Invano finora l’appello dell’ex consigliera federale Ruth Dreifuss, che ha invitato il Parlamento a «prendere la stessa decisione adottata per far luce sui conti bancari degli ebrei durante la Seconda guerre mondiale, ovvero imporre la salvaguardia e l’apertura dei documenti rilevanti per gli Jenisch».
Stessi doveri, diversi diritti
Nell’attesa di una totale chiarezza, i circa 35mila Jenisch della Svizzera continuano a lottare per il proprio diritto di esistere in quanto minoranza nazionale.
«Il maggior problema è rappresentato dalle aree di soggiorno e di transito», dice a swissinfo Daniel Huber, vicepresidente dell’Organizzazione mantello degli Jenisch in Svizzera. «Bisognerebbe metterne a disposizione di più, ad esempio in cantoni di frontiera come il Ticino e Basilea, attrezzandole con le infrastrutture adeguate».
Paradossalmente, nell’era della globalizzazione e della libera circolazione delle persone, la vita da nomade si è fatta più complicata. «Sulle strade c’è sempre più gente e le zone di sosta continuano a diminuire», osserva Huber.
Con la riforma Esercito XXI, il Dipartimento della difesa metterà in vendita diversi terreni. Spazi che secondo Huber potrebbero venir trasformati per accogliere i girovaghi.
Fino ad allora, gli Jenisch continueranno a coltivare un certo senso di frustrazione. «Siamo qui fin dalla nascita della Confederazione nel 1291, siamo naturalizzati e paghiamo le imposte . Ma se non abbiamo la possibilità di praticare il nomadismo, come facciamo a mantenere viva la nostra cultura?», s’interroga Huber.
«Abbiamo gli stessi doveri di tutti gli svizzeri, ma non i medesimi diritti», conclude.
swissinfo, Luigi Jorio
In Svizzera ci sono circa 30’000-35’000 persone di origine Jenisch (in particolare a Svitto e nei Grigioni).
Il numero di nomadi o seminomadi si aggira tra i 3’000 e i 5’000.
Nell’Europa occidentale (soprattutto Austria, Germania e Francia) gli Jenisch sono circa 100’000.

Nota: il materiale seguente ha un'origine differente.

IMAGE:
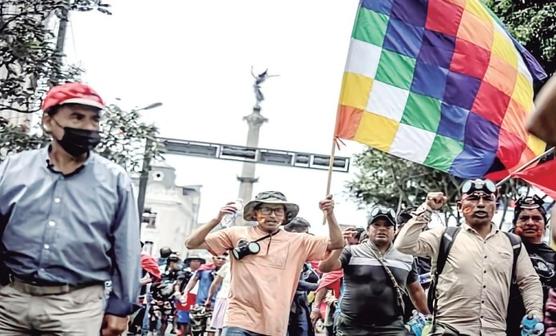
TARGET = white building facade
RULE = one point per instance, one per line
(171, 211)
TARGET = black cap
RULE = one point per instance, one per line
(381, 212)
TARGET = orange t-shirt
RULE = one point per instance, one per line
(263, 285)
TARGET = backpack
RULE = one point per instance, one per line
(446, 242)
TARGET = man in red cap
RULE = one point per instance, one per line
(69, 223)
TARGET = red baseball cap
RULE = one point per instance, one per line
(72, 93)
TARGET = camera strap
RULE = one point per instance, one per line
(265, 237)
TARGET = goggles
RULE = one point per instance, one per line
(477, 195)
(530, 202)
(380, 211)
(470, 186)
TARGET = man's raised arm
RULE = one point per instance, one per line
(196, 239)
(336, 240)
(411, 239)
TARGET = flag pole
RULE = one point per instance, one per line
(331, 165)
(331, 160)
(526, 165)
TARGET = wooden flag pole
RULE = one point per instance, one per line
(525, 165)
(331, 162)
(331, 166)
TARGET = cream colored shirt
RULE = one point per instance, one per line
(263, 285)
(473, 289)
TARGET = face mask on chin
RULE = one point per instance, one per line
(77, 141)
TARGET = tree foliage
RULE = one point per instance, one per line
(533, 23)
(124, 138)
(390, 181)
(31, 62)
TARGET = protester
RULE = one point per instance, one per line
(184, 300)
(150, 274)
(221, 287)
(70, 224)
(422, 265)
(375, 277)
(299, 322)
(329, 290)
(267, 260)
(530, 224)
(472, 290)
(204, 277)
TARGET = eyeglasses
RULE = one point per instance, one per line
(471, 186)
(526, 218)
(531, 202)
(378, 210)
(267, 211)
(476, 196)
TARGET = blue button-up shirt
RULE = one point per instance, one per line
(73, 229)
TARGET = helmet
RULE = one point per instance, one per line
(165, 252)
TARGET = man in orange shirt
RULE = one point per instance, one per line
(266, 261)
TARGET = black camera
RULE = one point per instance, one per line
(245, 248)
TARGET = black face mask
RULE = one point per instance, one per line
(77, 141)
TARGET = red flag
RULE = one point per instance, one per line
(542, 176)
(150, 265)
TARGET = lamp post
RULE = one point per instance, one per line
(144, 177)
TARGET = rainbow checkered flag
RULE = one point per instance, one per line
(441, 83)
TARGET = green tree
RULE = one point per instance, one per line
(124, 136)
(533, 23)
(390, 181)
(30, 57)
(31, 61)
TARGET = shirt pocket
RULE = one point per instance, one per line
(277, 255)
(503, 262)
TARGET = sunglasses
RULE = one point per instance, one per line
(267, 211)
(471, 186)
(531, 202)
(526, 218)
(382, 211)
(476, 196)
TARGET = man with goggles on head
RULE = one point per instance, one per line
(530, 223)
(266, 261)
(472, 289)
(376, 276)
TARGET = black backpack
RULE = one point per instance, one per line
(446, 242)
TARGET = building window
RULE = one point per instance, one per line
(149, 218)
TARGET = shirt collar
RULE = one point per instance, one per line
(376, 249)
(46, 150)
(493, 229)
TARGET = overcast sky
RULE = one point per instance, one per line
(195, 57)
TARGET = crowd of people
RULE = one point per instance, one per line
(479, 278)
(69, 223)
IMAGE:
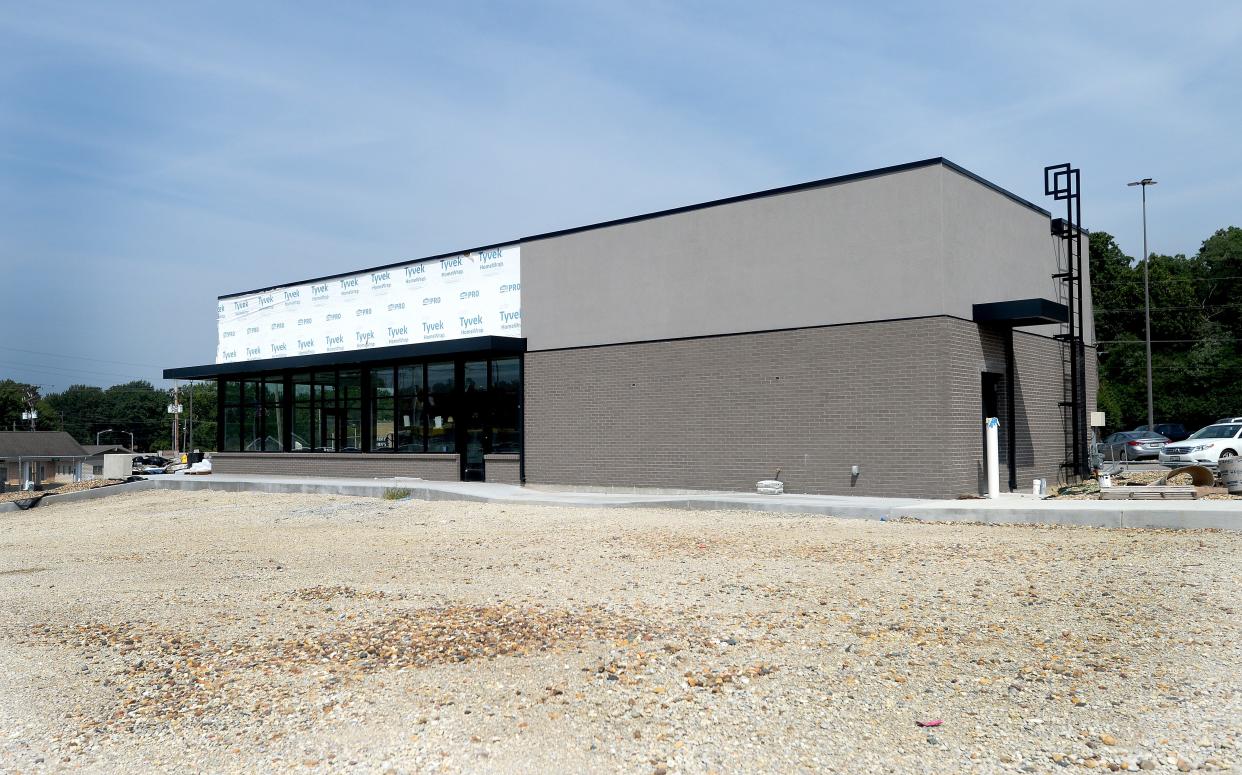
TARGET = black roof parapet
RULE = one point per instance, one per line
(399, 352)
(1021, 312)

Molti sono giunti in Svizzera dopo la Seconda guerra mondiale come profughi dall’Europa dell’Est, dalla Russia e dalla Polonia, altri dall’Italia e dall’ex Jugoslavia.

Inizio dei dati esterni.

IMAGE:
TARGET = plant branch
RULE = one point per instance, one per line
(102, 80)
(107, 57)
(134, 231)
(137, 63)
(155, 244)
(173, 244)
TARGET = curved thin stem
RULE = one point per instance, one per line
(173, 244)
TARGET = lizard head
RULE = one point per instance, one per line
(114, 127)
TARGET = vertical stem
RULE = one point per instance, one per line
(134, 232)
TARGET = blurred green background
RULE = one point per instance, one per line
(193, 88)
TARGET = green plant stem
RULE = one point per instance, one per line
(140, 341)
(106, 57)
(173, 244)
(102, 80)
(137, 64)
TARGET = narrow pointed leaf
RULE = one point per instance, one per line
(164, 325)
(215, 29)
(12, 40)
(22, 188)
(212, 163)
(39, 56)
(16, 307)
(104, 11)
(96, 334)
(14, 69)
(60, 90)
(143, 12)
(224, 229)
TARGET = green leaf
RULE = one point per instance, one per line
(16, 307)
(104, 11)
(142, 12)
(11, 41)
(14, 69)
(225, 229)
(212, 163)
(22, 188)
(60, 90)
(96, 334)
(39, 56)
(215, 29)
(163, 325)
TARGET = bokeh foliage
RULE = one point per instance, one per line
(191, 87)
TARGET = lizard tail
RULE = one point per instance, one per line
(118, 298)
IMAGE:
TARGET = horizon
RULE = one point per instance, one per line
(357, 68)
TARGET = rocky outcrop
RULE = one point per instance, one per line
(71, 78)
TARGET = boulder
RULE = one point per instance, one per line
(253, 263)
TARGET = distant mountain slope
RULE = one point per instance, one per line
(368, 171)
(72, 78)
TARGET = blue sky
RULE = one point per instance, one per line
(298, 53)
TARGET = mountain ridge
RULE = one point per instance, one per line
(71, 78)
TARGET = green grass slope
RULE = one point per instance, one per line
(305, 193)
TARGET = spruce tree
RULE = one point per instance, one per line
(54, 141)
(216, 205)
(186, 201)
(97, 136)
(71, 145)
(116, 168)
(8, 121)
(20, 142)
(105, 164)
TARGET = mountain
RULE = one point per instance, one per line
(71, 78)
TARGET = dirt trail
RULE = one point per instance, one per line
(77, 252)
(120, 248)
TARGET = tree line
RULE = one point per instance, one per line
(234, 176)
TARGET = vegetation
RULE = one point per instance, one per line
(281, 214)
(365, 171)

Coloro che praticano ancora il nomadismo in Svizzera trascorrono i mesi invernali in aree di soggiorno nelle roulotte, in abitazioni di legno oppure nei container.
Tutti i membri della popolazione nomade sono registrati presso le autorità locali. I più piccoli frequentano la scuola di quartiere o del villaggio.
I nomadi non curano solo l’esercizio dei loro mestieri tradizionali (arrotino, cestaio, ombrellaio,…), ma offrono vari servizi artigianali e di riparazione.
Durante il periodo estivo si spostano in piccoli gruppi su tutto il territorio elvetico, soggiornando in genere 1-2 settimane negli spazi di transito.
Per le aree di soggiorno pagano fino a 800 franchi al mese, mentre per le zone di transito la tariffa è tra i 3 e i 18 franchi al giorno.
In Svizzera, gli Jenisch sono detti popolarmente anche Kessler (calderai) e Spengler (stagnai), nomi derivati dalla loro professione, oppure Vazer (da Vaz/Obervaz, località grigionese di cui molti Jenisch ottennero la cittadinanza nel XIX secolo).
Alla cultura Jenisch appartiene un idioma particolare, tramandato per via orale, che comprende circa 600 parole base. Nel 1996 il Consiglio federale l’ha dichiarato una lingua svizzera non legata a una determinata regione.
Nel 1997, la Confederazione ha creato la fondazione “Un futuro per i nomadi svizzeri” con lo scopo di salvaguardare e migliorare le condizioni di vita dei nomadi e la tutela della loro identità culturale.